Across the board, these companies warned that overly aggressive safety rules could cause the U.S. to fall behind China in the AI race. Most supported maintaining export bans on advanced AI chips to adversarial nations like China. OpenAI, Anthropic, and Google also called for protecting the Copyright Act’s “fair use” provision, which allows AI labs to train models on publicly available data. 

Still, some comments signaled a more nuanced view of risk. Anthropic urged the government to create mechanisms for assessing whether private-sector models could pose national security threats, and suggested opening dedicated communication channels between intelligence agencies and major AI labs.

Interestingly, OpenAI seems to favor a ban on models from Chinese startup DeepSeek, citing national security concerns similar to those that led to the U.S. ban on Huawei equipment. “DeepSeek faces requirements under Chinese law to comply with demands for user data and uses it to train more capable systems for the CCP’s use,” the company said. 

While an AI Action Plan may be written, companies aren’t expecting strict safety regulations to follow—especially under the current administration and Congress.
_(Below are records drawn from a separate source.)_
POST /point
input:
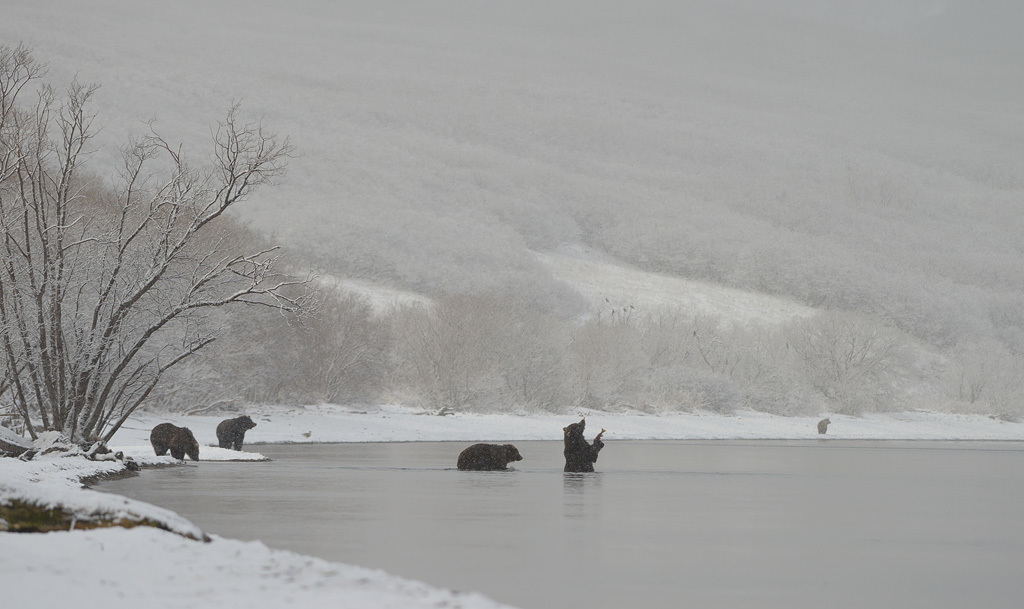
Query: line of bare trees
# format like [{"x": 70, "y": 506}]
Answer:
[{"x": 104, "y": 289}]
Yet as AI systems grow more powerful, so do the risks of unregulated misuse, potentially on a large scale.

And as Wendy Gonzalez, CEO of the AI training data company Sama, points out, a lack of guardrails may actually be bad for business in the long run. “The comparison to vehicle safety standards is a good example,” she tells Fast Company. “Just as we don’t view seatbelts as ‘over-regulation’ that stifles automotive innovation, thoughtful AI guardrails protect stakeholders while enabling progress.”

Superhuman is a case study in the right way to integrate AI into apps

Much of the post-ChatGPT AI boom has focused on models themselves—but increasingly, the spotlight is shifting to how AI is applied and experienced in real-world apps. Some apps are entirely new, made possible only by generative AI. Others, like Superhuman, stand out for how thoughtfully they’ve integrated the technology into existing products.

Superhuman has been around since 2014, and the addition of AI features hasn’t changed Superhuman’s spare and sleek design very much. Its creators have integrated AI features in a purposeful and understated way. Superhuman founder and CEO Rahul Vohra gave me a run-through of some of the newer AI features when we met at the HumanX conference last week. 

The AI works like a behind-the-scenes assistant, aware of the context and content of your inbox. For long or complex threads, it precomputes summaries. It can draft replies in your writing style, prompt you to respond to urgent or high-priority messages, and learn contacts’ communication patterns to time your replies for maximum visibility. It also helps organize your inbox by automatically routing less important emails—like marketing, social updates, or cold pitches—into separate folders.

Vohra claims Superhuman can save users up to four hours per week. One internal study by a major consulting firm found it saved partners 3.3 hours weekly, sped up response times by 3.6 hours, and increased email throughput by 60%.

At $30–$40 a month, Superhuman isn’t cheap. But for professionals overwhelmed by email, its AI-powered productivity boost may be worth the price.